At my company (large insurance org), the rule of thumb is that it takes 1 month to get a non-emergency change thru all of the change control committees. 1 month. There is this notion that somehow quality is enhanced as more and more people -- who do not have the slightest idea of what the change is about -- review the change for approval. I don't see the benefit.

re: To Break The IT Bottleneck, Stop Covering Your You-Know-What

I wasn't thinking of layoffs so much as IT process becoming more streamlined thanks to factors like virtualization and public cloud services. While you might have needed weeks and 3 signatures to spin up a new test environment in the past, you may need only hours and one signature now. That helps IT get to yes faster for people on the business side. A month for non-emergency change? Yikes. Must create friction when the business side is in a rush.

re: To Break The IT Bottleneck, Stop Covering Your You-Know-What

It's brutal. IT imposes this 1 month process onto itself. Then IT wonders why things take so long to develop and make production. DUH.

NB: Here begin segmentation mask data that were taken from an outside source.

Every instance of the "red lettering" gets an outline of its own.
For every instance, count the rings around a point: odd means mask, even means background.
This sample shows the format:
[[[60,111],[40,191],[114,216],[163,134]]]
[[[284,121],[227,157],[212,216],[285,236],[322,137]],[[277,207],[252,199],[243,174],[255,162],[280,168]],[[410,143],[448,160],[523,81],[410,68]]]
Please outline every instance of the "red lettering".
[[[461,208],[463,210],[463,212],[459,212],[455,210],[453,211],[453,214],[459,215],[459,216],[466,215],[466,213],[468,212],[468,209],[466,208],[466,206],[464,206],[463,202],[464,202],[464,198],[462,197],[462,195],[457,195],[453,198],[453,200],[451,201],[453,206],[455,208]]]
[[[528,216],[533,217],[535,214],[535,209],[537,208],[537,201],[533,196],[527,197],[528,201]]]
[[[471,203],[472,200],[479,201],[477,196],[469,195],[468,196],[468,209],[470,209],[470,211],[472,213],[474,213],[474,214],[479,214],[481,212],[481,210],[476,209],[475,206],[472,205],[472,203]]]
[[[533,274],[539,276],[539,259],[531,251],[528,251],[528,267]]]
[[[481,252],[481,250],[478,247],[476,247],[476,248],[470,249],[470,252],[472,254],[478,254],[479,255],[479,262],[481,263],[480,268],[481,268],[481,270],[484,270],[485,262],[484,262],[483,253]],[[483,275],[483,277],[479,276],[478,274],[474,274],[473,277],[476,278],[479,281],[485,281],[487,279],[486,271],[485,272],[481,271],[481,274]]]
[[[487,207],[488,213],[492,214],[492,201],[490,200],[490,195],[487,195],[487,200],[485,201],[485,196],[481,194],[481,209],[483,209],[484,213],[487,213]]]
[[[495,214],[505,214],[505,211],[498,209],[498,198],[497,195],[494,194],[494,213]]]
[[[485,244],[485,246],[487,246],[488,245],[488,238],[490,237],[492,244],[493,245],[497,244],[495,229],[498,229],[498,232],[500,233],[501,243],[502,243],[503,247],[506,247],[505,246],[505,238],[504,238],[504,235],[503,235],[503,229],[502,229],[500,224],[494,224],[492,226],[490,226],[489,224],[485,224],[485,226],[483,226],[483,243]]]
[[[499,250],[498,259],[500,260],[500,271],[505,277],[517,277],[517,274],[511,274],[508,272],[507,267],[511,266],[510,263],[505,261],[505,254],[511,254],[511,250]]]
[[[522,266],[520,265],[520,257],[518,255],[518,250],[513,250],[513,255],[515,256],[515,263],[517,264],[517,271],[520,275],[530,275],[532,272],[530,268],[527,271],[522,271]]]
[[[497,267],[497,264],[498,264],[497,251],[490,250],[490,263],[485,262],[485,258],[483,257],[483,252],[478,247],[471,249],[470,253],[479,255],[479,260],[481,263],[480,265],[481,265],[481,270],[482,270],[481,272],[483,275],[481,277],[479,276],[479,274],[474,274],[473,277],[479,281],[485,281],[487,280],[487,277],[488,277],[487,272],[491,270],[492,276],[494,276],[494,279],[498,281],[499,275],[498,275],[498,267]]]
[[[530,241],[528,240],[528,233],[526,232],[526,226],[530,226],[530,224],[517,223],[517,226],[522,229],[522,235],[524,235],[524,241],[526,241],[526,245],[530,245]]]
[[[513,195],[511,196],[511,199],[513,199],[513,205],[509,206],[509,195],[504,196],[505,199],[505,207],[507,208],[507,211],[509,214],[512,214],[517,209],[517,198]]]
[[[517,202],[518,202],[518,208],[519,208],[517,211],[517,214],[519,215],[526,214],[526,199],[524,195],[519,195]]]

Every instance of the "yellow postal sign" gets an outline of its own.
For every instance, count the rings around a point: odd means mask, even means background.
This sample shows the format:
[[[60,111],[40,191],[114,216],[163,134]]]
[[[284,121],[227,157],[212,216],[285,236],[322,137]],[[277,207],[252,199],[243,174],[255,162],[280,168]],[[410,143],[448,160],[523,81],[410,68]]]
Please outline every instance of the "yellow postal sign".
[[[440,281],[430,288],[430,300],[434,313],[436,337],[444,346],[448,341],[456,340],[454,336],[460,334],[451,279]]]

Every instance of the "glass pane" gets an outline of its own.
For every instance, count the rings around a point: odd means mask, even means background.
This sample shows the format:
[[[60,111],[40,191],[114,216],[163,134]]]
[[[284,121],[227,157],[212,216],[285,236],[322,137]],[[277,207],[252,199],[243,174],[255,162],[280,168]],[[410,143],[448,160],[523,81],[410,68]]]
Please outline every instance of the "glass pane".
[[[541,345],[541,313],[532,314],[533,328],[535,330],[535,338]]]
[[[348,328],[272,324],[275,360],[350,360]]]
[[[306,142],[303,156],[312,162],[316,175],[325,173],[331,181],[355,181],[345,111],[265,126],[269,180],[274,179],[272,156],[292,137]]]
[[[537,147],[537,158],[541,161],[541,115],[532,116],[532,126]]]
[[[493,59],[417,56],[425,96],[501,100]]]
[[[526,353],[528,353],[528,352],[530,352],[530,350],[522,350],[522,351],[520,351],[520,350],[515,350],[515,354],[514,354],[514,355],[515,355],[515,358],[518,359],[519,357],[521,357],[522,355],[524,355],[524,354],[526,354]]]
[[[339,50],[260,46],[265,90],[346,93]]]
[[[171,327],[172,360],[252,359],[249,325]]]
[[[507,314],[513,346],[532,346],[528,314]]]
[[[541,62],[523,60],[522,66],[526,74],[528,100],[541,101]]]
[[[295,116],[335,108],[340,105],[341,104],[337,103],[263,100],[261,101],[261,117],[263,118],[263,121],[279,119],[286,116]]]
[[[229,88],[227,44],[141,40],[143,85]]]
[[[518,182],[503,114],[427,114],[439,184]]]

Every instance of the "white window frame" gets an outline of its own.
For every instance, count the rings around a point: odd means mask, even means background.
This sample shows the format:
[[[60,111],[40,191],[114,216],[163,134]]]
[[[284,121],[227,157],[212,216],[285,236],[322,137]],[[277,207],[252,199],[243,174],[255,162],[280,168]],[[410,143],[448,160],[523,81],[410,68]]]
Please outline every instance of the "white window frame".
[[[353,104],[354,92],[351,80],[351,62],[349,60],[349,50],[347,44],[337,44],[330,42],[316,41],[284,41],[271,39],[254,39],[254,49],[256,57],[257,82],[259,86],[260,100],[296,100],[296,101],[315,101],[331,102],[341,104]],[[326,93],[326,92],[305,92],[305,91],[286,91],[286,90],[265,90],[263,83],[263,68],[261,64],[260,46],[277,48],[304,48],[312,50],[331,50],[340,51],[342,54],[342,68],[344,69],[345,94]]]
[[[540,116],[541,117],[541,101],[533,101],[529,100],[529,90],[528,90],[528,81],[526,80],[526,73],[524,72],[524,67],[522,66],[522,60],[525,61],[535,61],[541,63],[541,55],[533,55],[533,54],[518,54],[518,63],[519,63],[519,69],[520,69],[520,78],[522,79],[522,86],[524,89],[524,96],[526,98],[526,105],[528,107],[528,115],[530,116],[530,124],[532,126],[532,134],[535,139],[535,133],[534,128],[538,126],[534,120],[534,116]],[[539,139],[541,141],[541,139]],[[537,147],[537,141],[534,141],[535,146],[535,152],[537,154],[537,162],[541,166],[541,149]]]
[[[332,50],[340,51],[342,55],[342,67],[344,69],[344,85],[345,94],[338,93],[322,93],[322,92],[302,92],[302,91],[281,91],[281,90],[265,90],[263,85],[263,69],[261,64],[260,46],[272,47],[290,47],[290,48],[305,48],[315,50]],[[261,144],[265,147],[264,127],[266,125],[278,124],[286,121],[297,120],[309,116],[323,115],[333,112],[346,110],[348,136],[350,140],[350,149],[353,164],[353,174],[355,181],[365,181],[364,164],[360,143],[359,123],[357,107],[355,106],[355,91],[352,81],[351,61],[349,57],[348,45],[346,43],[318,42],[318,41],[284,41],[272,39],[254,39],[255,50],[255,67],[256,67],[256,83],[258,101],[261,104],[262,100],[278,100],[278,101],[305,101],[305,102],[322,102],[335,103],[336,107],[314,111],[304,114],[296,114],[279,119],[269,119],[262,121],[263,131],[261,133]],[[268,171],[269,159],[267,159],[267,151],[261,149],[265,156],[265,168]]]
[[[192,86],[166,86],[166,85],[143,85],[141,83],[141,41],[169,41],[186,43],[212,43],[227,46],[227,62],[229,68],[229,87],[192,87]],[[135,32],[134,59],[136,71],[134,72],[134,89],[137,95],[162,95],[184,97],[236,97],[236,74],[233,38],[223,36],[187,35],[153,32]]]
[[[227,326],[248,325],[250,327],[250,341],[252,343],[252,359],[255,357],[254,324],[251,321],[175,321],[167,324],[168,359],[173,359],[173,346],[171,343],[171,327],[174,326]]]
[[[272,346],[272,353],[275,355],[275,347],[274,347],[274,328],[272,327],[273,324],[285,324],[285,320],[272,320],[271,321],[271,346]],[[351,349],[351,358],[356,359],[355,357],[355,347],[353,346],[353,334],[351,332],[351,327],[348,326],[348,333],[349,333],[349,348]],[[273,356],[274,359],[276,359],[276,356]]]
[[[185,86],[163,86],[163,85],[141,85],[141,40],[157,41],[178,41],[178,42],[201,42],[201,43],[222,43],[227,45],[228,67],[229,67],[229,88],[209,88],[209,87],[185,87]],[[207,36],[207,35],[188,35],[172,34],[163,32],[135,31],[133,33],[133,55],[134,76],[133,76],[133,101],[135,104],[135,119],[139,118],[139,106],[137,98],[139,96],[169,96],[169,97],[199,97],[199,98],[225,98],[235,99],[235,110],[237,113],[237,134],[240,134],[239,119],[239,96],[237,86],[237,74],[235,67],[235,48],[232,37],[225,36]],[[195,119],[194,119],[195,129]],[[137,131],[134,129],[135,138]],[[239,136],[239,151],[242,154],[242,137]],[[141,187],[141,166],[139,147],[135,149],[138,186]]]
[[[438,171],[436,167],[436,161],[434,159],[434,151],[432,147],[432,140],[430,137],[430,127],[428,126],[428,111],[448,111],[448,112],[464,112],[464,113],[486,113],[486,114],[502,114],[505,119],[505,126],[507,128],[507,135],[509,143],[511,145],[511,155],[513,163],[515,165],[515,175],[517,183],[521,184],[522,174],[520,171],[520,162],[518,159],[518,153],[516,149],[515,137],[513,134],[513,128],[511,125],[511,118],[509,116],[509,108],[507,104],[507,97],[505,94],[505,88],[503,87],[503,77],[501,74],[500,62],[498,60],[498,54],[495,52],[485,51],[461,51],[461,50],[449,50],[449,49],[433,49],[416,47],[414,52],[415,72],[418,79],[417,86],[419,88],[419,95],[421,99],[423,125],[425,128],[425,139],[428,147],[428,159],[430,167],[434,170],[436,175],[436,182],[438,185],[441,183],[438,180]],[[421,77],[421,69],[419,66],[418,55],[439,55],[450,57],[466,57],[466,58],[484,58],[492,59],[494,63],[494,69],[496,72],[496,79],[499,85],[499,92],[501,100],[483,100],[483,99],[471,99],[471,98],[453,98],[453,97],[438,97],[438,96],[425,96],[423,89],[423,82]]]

re: To Break The IT Bottleneck, Stop Covering Your You-Know-What

Govt apparently isn't alone in strangling IT in red tape

re: To Break The IT Bottleneck, Stop Covering Your You-Know-What

What this article does not take into account is that the CYA is usually done because top level management does have the balls to say that IT is correct in what it's doing. A culture shift cannot happen from IT, but must happen from the top down.

re: To Break The IT Bottleneck, Stop Covering Your You-Know-What

CYA has a different meaning when considering application deployments/launches vs. changes to infrastructure. It's not hard to replace physical signatures on a piece of paper with clicks in a central approval app, or collaboration tool, so that deployments can be green-lit faster. But no one wants to be the one to say, after an incident for application A, "yes, I was making a change in the infrastructure. Didn't you know that?" After enough instances where the right hand does not know what the left hand is doing, and the business complains, you will end up with lots of CYA notifications for upcoming changes so that no one is surprised. Automation may not help that, unless it helps predict the "knock-on effects".